Basın açıklamasından sonra Sevgi Parkı’ndaki çadırları ziyaret ettik. Derneklerden siyasi partilere kadar pek çok kurumun çadırı vardı. Dayanışma en üst seviyede ve çok düzenli yapılıyordu. Gönüllü dostların telefonları susmak bilmiyordu Çadırların arasında gezinirken Ali İsmail Korkmaz’ın çadırına, berisindeki Berkin Elvan Oyuncak Evi’ne takılıyor gözüm ve içimdeki acıyı yanı başımdan akan Asi’nin kararan sularına akıtıyorum. Heybemizde getirdiğimiz eşyaların bir kısmını orada bırakıp rotamızı Samandağ’ına bağlı Sutaşı mahallesine sürdük. Depremde en çok zarar gören yerlerden biriydi. Burada da farklı değil hiçbir şey. Etrafta yıkılmış binalar, yaşayan insanlara bir anda sinmiş çöküş, bitkinlik ve çaresizlik, yokluk. Bölgeden gitmeyen ve gidemeyenler o yığıntının arasında yaşamaya çalışıyor.

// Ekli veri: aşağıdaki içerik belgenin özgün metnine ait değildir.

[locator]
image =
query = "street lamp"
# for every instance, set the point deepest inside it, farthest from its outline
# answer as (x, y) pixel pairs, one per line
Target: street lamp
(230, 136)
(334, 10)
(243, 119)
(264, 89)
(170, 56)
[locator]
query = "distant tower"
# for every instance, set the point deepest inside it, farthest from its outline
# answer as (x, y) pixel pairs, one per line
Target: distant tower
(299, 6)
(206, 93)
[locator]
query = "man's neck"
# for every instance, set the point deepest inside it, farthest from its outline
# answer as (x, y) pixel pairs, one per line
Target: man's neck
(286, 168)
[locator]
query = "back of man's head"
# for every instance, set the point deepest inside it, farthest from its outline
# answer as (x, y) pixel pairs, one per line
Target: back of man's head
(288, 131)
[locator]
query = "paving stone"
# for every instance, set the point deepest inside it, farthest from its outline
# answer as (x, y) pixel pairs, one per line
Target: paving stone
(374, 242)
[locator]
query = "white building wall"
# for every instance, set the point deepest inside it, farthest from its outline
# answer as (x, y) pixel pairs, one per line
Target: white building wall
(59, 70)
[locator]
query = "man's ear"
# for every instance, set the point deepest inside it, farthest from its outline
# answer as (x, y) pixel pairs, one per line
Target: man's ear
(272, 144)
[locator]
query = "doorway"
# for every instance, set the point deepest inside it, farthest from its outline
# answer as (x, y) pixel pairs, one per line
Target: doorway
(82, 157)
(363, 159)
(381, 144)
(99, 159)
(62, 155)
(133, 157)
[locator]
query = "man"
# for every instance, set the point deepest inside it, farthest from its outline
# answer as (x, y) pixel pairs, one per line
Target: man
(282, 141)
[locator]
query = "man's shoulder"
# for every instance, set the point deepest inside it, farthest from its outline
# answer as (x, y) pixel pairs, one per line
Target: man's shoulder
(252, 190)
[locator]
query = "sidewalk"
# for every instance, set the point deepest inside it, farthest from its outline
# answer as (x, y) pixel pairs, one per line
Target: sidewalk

Artçı sarsıntılar öyle çok ki insanlar çadırlarda kalmaya bile korkar olmuş. Burada yemek yapan bir gönüllü grupla sohbet ediyoruz. Isparta Yalvaç’tan gelmiş ve günlerdir yemek pişirip dağıtıyor. Onları izlerken pek çok trajik olaya da tanık oluyorum. İnsanların köye gelen herkesi yardım kuruluşu sanıp etrafını sarması, sıraya girmek yerine birbirini ezer gibi dağıtılan eşyalardan almaya çalışması çok can sıkıcıydı. Her şeylerini kaybetmiş bu insanlar sanki bundan böyle hiçbir şeye sahip olamayacakmış duygusuyla hareket ediyordu. Sonra başka bir çadıra geçtik. Kalabalık bir aile. Amca, dayı, teyze, hala hemen hemen herkes var ve başka bir şehre gitmeme kararı almışlar. 78 yaşındaki Daviye Latifeci teyzenin bakışındaki donukluk ve manasızlık sözle ifade edilemeyecek kadar can yakıcıydı. Teyzenin bir yakını vardı ki gözyaşları dinmek bilmiyordu. Yıllarca yanı başında yaşayan komşularının depremde enkazın altında kalışını, çaresizliğini, onların sesini üç gün boyunca duyduğu halde kurtarmak için çırpındığını, tek bir kurtarma ekibi dahi yardıma gelmediği için çaresizce ölümlerine seyirci kaldığını, her gece kulaklarında onların yardım çığlıklarının çınladığını dehşet içinde anlatıyor ve sonra ekliyordu, “Ben niye yaşıyorum ki? Kalanlar, keşke ben ölseydim, keşke ben de ölseydim diyor. ” O anda herkes aynı şeyi hissetti. Hangisi daha zor? Ölmek mi, yaşamak mı?
Zamanın dakikalarla sınırlandığı o anları mütemadiyen konuşarak doldurmaya çalışmak, gülümsemeyle gözyaşının birbirine karıştığı duygu dünyasında buluşmak çadırda bulunan herkesi mutlu etti. Daha sonra sevinç kucaklaşmasında buluşma temennisiyle ayrıldık oradan rotamızı Samandağ’ına çevirdik.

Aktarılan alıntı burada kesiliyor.